En esa última visita hecha por nuestra poetisa a la Ferrería dijo al señor Flores:

Muy pronto debo morir, y desearía alcanzar el afecto de usted, que me concediera aquí en la capilla de su deliciosa finca, un pequeño lugar en que pueda dormir mi último y hermoso sueño…

El favor le fue concedido, realizándose que la pobre joven tenía razón y había presentido exactamente la proximidad de su triste y temprana muerte. 

Pocos días después las claras y sonoras ondas del Navacoyán y las auras olorosas de sus jardines arrullaban aquel sueño virginal y perfumaban el lecho triste y frío de la blanca y suspirosa paloma del tranquilo Guardiana.

Tal fue el fin de Dolores Guerrero; su corazón agitado por las profundas tempestades del dolor no pudo resistir por mucho tiempo a tan repetidos embates.
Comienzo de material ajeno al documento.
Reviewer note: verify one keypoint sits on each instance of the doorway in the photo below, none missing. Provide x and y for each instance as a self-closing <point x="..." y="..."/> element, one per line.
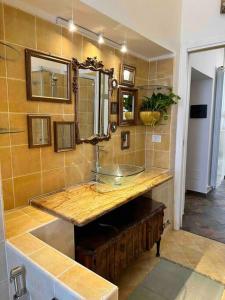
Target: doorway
<point x="204" y="210"/>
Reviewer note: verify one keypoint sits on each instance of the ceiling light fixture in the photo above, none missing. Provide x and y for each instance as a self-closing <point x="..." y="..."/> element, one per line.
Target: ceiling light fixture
<point x="101" y="39"/>
<point x="123" y="48"/>
<point x="71" y="26"/>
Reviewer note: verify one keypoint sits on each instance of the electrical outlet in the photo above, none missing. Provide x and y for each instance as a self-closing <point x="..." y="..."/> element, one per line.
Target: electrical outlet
<point x="156" y="138"/>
Aquel ser soñador y noble, aquella perfumada sensitiva, víctima de sus elevados sentimientos, no buscó como Safo las encrespadas olas del océano para sumergir en ellas su vida y sus pesares: esperó sonriendo conforme y resignada, en el fondo de su querido hogar, a que otra voluntad más poderosa que la suya fuese a redimirla del penoso cautiverio que la oprimía, y se reclinó serena en los bienhechores brazos de la muerte a dormir su “último y hermoso sueño” terrenal, que hermoso debe haber sido como tienen que serlo siempre los sueños de los ángeles que, como ella, atraviesan cual aves de paso por la tierra para llegar a las regiones del eterno despertar.